Jean-René Meva’a Amougou

 

Le débord est pourtant planté

Assise sur une charnière faite d’actions d’envergure, la ligne de défense tient le coup du jeu.

 

«Prière de projeter dans vos salles un autre film où la Cemac en prend pour son grade; où les bons sentiments fleurissent quand même au bon endroit». À Promote 2024, Charles Assamba Ongodo n’a pas loupé un citoyen très préoccupé à débiter des phrases infamantes contre la Cemac. Pour le vice-président de la Commission de la Cemac, à l’heure où de belles initiatives vont à l’assaut de l’horizon, «l’on devrait cesser de se saisir de la polémique et de fantasmes ridicules pour faire d’odieuses provocations». Et en s’emparant de sujets légitimement plébiscités par l’opinion publique, Charles Assamba Ongodo atteste qu’»en 30 ans, la Cemac n’a pas été qu’une union d’États mais aussi un instrument visant à solutionner des problèmes auxquels ses membres seuls ne peuvent faire face».

Défis
À bien comprendre, la Cemac est confrontée à des défis décisifs pour son avenir, des défis inattendus et complexes qui la mettent, ainsi que ses États membres, à l’épreuve. «Dans ce cadre, émettait Pierre Moussa durant son magistère à la tête de la Commission, la Cemac dispose d’un projet et des valeurs à défendre dans ses programmes d’intégration». «En ce sens, avait ajouté Pr Daniel Ona Ondo, elle a le mérite de servir de cadre de réflexion utile aux divers États». En toile de fond de ces propos du Gabonais, l’on se souvient que la Cemac a pu prendre des décisions fondamentales principalement lorsqu’il lui fallait réagir à une crise grave, quasiment au bord du précipice. «En dépit de multiples faiblesses et de forces extérieures, la Cemac a, par exemple, pu hiérarchiser les questions et les réponses pertinentes pour l’ensemble de ses pays membres confrontés à de graves difficultés économiques en adoptant en 2011, le Programme économique et régional (PER).
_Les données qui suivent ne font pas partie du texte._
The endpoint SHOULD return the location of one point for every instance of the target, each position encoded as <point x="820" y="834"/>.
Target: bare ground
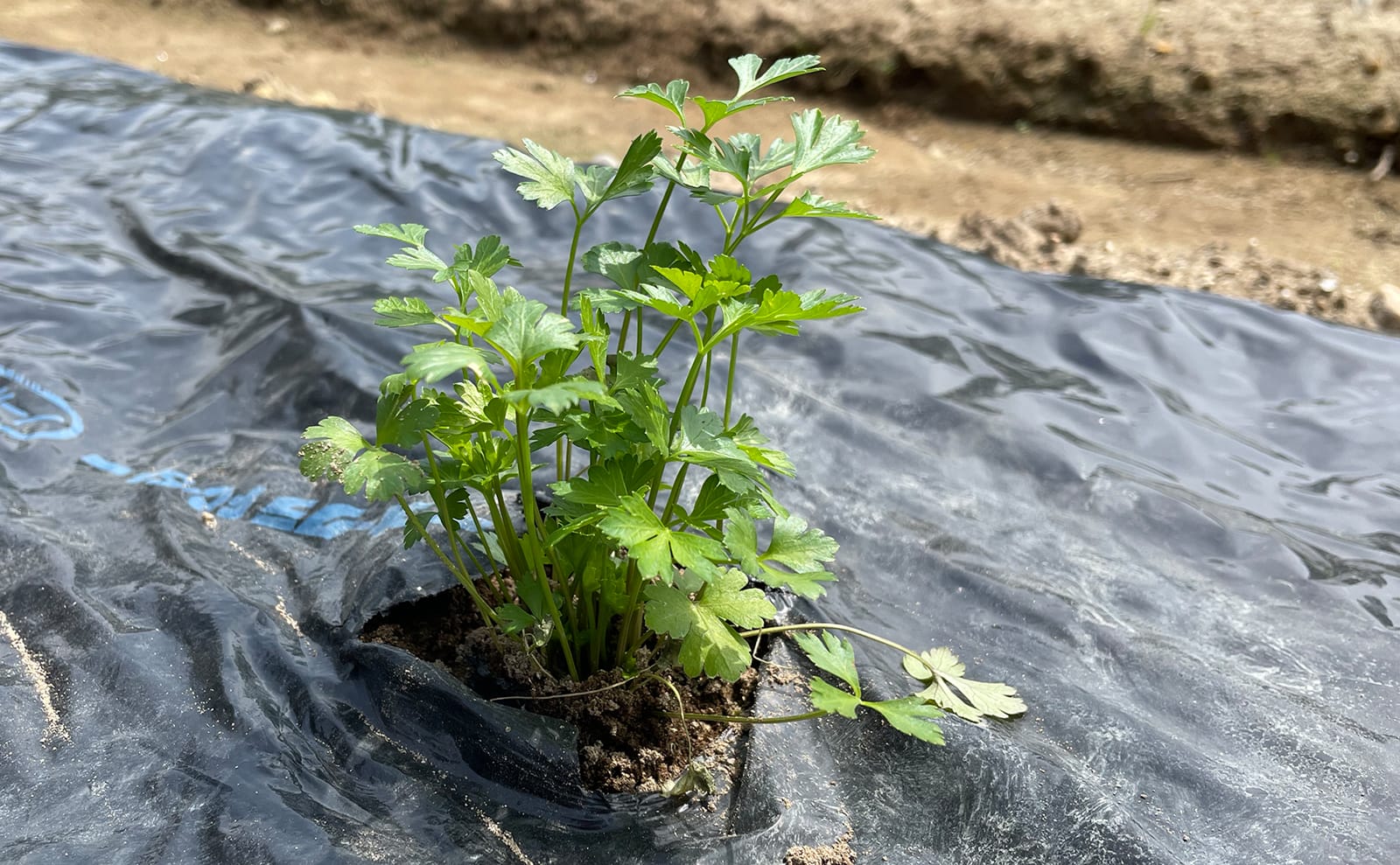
<point x="1292" y="80"/>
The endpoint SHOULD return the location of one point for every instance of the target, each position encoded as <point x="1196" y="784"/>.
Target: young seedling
<point x="651" y="536"/>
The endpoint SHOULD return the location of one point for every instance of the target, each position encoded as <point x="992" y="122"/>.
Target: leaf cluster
<point x="662" y="521"/>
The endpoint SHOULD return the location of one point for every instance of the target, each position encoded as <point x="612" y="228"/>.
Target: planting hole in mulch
<point x="625" y="741"/>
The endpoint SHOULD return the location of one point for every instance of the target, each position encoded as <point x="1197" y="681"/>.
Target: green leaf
<point x="525" y="331"/>
<point x="632" y="177"/>
<point x="433" y="361"/>
<point x="972" y="700"/>
<point x="620" y="262"/>
<point x="382" y="475"/>
<point x="823" y="140"/>
<point x="487" y="259"/>
<point x="832" y="654"/>
<point x="671" y="98"/>
<point x="791" y="542"/>
<point x="779" y="311"/>
<point x="514" y="619"/>
<point x="714" y="500"/>
<point x="417" y="258"/>
<point x="402" y="312"/>
<point x="559" y="395"/>
<point x="912" y="715"/>
<point x="405" y="234"/>
<point x="833" y="700"/>
<point x="657" y="548"/>
<point x="668" y="610"/>
<point x="781" y="70"/>
<point x="405" y="424"/>
<point x="728" y="596"/>
<point x="340" y="431"/>
<point x="550" y="175"/>
<point x="324" y="459"/>
<point x="797" y="546"/>
<point x="812" y="205"/>
<point x="710" y="644"/>
<point x="700" y="444"/>
<point x="636" y="527"/>
<point x="746" y="433"/>
<point x="720" y="109"/>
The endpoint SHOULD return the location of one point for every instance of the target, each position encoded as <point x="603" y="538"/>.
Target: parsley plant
<point x="651" y="536"/>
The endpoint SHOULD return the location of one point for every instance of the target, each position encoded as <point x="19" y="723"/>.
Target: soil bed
<point x="626" y="743"/>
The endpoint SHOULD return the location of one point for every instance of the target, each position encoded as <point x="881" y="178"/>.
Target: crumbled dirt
<point x="1285" y="79"/>
<point x="1252" y="74"/>
<point x="1045" y="240"/>
<point x="625" y="741"/>
<point x="837" y="853"/>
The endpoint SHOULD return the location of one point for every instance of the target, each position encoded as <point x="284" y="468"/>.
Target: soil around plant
<point x="626" y="743"/>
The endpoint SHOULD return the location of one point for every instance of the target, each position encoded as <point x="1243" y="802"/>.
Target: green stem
<point x="676" y="493"/>
<point x="622" y="332"/>
<point x="662" y="346"/>
<point x="728" y="384"/>
<point x="487" y="613"/>
<point x="630" y="610"/>
<point x="828" y="626"/>
<point x="536" y="532"/>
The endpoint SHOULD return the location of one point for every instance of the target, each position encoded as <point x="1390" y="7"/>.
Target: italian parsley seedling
<point x="658" y="492"/>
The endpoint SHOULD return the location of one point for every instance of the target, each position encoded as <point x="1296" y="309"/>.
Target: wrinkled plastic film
<point x="1169" y="520"/>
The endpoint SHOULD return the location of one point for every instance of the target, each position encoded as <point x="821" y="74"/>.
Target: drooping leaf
<point x="912" y="715"/>
<point x="700" y="443"/>
<point x="630" y="177"/>
<point x="720" y="109"/>
<point x="550" y="177"/>
<point x="711" y="645"/>
<point x="794" y="543"/>
<point x="668" y="610"/>
<point x="833" y="700"/>
<point x="746" y="434"/>
<point x="636" y="527"/>
<point x="821" y="140"/>
<point x="559" y="395"/>
<point x="416" y="258"/>
<point x="832" y="654"/>
<point x="620" y="262"/>
<point x="514" y="619"/>
<point x="524" y="331"/>
<point x="340" y="433"/>
<point x="487" y="258"/>
<point x="402" y="312"/>
<point x="324" y="459"/>
<point x="671" y="98"/>
<point x="433" y="361"/>
<point x="382" y="475"/>
<point x="812" y="205"/>
<point x="403" y="424"/>
<point x="783" y="69"/>
<point x="797" y="546"/>
<point x="942" y="672"/>
<point x="779" y="311"/>
<point x="410" y="233"/>
<point x="654" y="546"/>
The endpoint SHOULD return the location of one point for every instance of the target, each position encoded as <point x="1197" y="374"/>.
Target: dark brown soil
<point x="1250" y="74"/>
<point x="625" y="741"/>
<point x="837" y="853"/>
<point x="1278" y="77"/>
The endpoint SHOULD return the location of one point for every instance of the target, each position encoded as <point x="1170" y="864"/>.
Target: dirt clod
<point x="837" y="853"/>
<point x="626" y="743"/>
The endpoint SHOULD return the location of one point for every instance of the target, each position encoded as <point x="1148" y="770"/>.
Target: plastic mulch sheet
<point x="1171" y="520"/>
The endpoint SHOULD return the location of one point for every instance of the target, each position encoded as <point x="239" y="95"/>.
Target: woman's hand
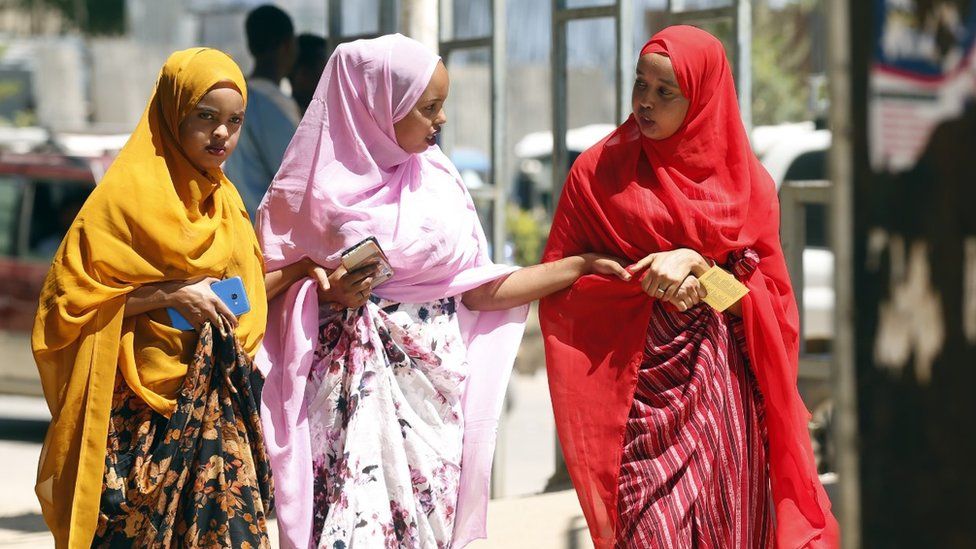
<point x="690" y="293"/>
<point x="198" y="303"/>
<point x="350" y="289"/>
<point x="606" y="265"/>
<point x="667" y="271"/>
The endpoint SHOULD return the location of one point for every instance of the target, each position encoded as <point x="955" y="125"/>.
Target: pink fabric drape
<point x="344" y="178"/>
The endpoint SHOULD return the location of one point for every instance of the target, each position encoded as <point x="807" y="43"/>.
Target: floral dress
<point x="384" y="411"/>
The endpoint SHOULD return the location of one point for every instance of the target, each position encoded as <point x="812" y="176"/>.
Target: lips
<point x="645" y="121"/>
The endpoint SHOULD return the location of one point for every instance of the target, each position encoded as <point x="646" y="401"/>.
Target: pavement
<point x="519" y="516"/>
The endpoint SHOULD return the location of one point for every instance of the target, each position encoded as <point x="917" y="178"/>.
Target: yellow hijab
<point x="154" y="217"/>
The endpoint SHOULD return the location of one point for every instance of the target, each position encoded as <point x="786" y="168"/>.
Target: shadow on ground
<point x="27" y="522"/>
<point x="23" y="430"/>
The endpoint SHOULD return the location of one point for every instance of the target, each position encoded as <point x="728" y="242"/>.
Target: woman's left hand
<point x="690" y="293"/>
<point x="666" y="271"/>
<point x="606" y="265"/>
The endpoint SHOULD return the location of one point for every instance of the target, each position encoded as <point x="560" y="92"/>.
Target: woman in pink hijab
<point x="381" y="404"/>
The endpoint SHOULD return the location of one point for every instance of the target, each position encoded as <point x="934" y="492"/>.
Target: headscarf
<point x="718" y="199"/>
<point x="154" y="217"/>
<point x="345" y="178"/>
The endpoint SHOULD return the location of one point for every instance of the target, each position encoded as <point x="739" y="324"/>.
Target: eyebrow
<point x="665" y="81"/>
<point x="215" y="110"/>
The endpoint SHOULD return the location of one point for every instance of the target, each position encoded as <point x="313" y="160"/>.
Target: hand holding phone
<point x="232" y="296"/>
<point x="365" y="252"/>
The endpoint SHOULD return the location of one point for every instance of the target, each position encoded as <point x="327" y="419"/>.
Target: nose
<point x="645" y="100"/>
<point x="221" y="131"/>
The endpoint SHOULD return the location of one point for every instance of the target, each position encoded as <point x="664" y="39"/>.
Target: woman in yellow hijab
<point x="155" y="439"/>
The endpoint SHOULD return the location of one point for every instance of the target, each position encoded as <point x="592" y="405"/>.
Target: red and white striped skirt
<point x="694" y="471"/>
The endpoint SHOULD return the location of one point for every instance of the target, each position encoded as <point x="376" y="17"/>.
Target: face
<point x="418" y="130"/>
<point x="659" y="106"/>
<point x="209" y="133"/>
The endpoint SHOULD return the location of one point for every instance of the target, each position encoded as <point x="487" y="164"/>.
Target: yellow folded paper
<point x="724" y="290"/>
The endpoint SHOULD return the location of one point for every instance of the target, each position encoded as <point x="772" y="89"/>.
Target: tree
<point x="90" y="17"/>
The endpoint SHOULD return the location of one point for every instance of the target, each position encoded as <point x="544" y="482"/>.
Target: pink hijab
<point x="344" y="178"/>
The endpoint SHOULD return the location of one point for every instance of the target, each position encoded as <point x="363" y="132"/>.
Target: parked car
<point x="40" y="194"/>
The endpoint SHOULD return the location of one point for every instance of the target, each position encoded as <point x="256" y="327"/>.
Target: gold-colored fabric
<point x="153" y="218"/>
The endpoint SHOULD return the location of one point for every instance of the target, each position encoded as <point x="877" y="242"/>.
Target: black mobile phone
<point x="366" y="251"/>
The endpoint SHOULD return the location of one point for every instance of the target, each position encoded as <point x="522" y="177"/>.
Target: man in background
<point x="271" y="116"/>
<point x="304" y="78"/>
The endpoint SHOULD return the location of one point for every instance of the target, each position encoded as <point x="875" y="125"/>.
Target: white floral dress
<point x="384" y="411"/>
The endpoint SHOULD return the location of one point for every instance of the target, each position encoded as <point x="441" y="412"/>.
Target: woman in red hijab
<point x="681" y="426"/>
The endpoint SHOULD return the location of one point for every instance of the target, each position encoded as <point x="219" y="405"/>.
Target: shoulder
<point x="608" y="152"/>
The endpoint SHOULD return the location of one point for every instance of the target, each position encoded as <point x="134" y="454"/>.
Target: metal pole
<point x="499" y="158"/>
<point x="335" y="24"/>
<point x="388" y="16"/>
<point x="625" y="57"/>
<point x="841" y="170"/>
<point x="743" y="59"/>
<point x="560" y="156"/>
<point x="419" y="20"/>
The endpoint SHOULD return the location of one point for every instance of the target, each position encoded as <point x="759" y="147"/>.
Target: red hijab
<point x="631" y="196"/>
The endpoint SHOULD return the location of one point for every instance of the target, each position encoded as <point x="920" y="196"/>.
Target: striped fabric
<point x="694" y="470"/>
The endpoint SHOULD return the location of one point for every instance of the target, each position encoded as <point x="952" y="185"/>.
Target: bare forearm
<point x="149" y="298"/>
<point x="526" y="285"/>
<point x="278" y="281"/>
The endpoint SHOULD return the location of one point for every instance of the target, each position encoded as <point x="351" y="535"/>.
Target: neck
<point x="266" y="69"/>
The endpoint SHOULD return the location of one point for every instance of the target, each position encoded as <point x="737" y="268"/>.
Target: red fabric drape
<point x="630" y="196"/>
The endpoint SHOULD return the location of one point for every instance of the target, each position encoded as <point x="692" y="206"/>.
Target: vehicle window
<point x="11" y="197"/>
<point x="55" y="205"/>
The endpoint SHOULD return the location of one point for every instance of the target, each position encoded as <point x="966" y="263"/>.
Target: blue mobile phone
<point x="230" y="291"/>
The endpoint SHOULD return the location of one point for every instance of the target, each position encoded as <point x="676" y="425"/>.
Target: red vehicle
<point x="40" y="194"/>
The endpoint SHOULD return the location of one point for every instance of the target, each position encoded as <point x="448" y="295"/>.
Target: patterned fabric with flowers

En 2019, compte tenu des crises financières et économiques, dans un contexte budgétaire contraint et du lourd endettement de chacun de ses membres, les chefs d’État de la Communauté ont décidé de se concentrer sur le volet «infrastructures» du PER sur onze projets intégrateurs prioritaires, pour lesquels ils ont mobilisé les bailleurs de fonds – la réalisation de ces chantiers étant prévue sur cinq ans (2021-2025)».